Ao contrário da maioria das células, os neurônios na espinha e no cérebro perdem sua capacidade de se regenerar pouco depois que as pessoas atingem a idade adulta. Sua incapacidade de crescer parece surgir quando os axônios desenvolvem uma camada gordurosa isolante chamada mielina.

Além de melhorar o fluxo de impulsos nervosos entre os neurônios, alguns cientistas acreditam que a mielina fixa a rede neural totalmente formada de um adulto, evitando o desenvolvimento de novos circuitos potencialmente prejudiciais. Normalmente, os adultos saudáveis possuem todos os neurônios de que precisarão.

Mas isso quer dizer que os neurônios não podem se regenerar quando são danificados por traumas, derrames ou doenças como a esclerose múltipla. Para saber como religar os neurônios seccionados, os pesquisadores passaram os últimos anos à procura das proteínas que bloqueiam seu crescimento. Em 2000, uma equipe de cientistas determinou que a proteína Nogo, que se liga à mielina, tem um papel chave na inibição da regeneração dos axônios. Um ano depois, a mesma equipe encontrou seu parceiro -um receptor localizado nos axônios que se liga à proteína Nogo e permite que ela faça seu trabalho. Desde então, muito mais se descobriu sobre o receptor Nogo. Não apenas ele se liga à proteína Nogo como também a pelo menos duas outras proteínas inibidoras de crescimento.

"Essas três proteínas podem bloquear o crescimento dos neurônios, e são estruturalmente diferentes", diz McDermott. "Isso significa que temos de compreender o mecanismo de ligação de cada proteína para podermos desenvolver maneiras de impedir sua interação."

Como parte dessa investigação, Christopher Garcia e sua equipe, da Escola de Medicina da Universidade Stanford, cristalizaram o receptor e recorreram ao ALS do Laboratório Berkeley, onde o expuseram a raios X extremamente fortes, que revelam a estrutura molecular do receptor. Com uma resolução de 1,5 angström, a estranha forma do receptor entra em foco -uma molécula curva com uma espinha e uma barriga. Além disso, a parte côncava da molécula parece abrigar um rico local de ligação capaz de se unir a uma ampla gama de proteínas.

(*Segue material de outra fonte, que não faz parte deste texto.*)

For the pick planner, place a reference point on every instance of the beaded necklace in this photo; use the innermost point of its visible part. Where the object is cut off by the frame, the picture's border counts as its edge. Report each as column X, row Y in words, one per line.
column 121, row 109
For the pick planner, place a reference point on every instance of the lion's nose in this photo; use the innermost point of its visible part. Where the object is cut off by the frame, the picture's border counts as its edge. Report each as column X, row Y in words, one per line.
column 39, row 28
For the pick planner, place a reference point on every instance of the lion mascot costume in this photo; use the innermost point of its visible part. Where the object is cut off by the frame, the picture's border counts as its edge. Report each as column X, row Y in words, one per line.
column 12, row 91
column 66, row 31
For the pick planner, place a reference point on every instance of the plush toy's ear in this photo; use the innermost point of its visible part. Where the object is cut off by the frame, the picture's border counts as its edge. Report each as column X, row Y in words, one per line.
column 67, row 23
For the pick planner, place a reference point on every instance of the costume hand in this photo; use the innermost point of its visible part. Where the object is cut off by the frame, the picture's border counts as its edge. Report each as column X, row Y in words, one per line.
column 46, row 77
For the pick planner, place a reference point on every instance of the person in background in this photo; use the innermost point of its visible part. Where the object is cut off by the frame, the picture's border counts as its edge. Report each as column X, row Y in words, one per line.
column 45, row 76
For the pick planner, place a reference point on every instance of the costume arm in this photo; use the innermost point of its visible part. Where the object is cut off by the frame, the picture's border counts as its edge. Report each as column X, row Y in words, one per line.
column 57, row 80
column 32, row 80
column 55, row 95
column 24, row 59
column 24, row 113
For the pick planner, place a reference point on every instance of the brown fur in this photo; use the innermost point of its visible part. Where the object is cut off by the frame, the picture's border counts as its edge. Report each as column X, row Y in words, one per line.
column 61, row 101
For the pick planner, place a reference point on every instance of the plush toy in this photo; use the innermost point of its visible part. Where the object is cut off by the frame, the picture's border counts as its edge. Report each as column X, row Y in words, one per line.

Embora a imagem não revele precisamente como o receptor se liga a tantas proteínas, ela constitui a base para novas pesquisas que poderão chegar a isso.

"Temos a estrutura inicial, e agora precisamos ver como as proteínas inibidoras de crescimento se ligam a ela", diz McDermott. "Esse trabalho ajudará a determinar o caminho farmacêutico para restabelecer o crescimento dos neurônios."

Para isso, a equipe vai cristalizar o receptor na presença das três proteínas, e novamente usar o ALS para visualizar exatamente como o receptor se entrelaça com cada uma. Com essa informação, os pesquisadores poderão desenvolver peptídeos sintéticos que se liguem ao receptor exatamente na mesma configuração de cada proteína inibidora de crescimento, criando uma capa que tornará o receptor inerte.

Essa terapia com drogas não está muito distante. No ano passado, uma equipe da Universidade Yale desenvolveu um peptídeo que bloqueia a interação entre o receptor Nogo e a proteína Nogo, o que desencadeou o crescimento de fibras nervosas em ratos. Um êxito semelhante em pessoas talvez ainda demore alguns anos, mas uma onda crescente de pesquisa, como a visão em close-up do receptor Nogo, está ajudando os cientistas a se concentrar em um tratamento para os cerca de 11 mil americanos que sofrem de lesões na medula por ano.

O trabalho de cristalografia de raios X foi conduzido na linha de feixes 8.2.1 da ALS, que é financiada pelo Instituto Médico Howard Hughes. Além de McDermott e Garcia, Xiaolin Li e Fernando Bazan, da Escola de Medicina da Universidade Stanford, Kevin Wang da Escola de Medicina de Harvard e Marc Tressier-Lavigne da Universidade Stanford contribuíram para a pesquisa.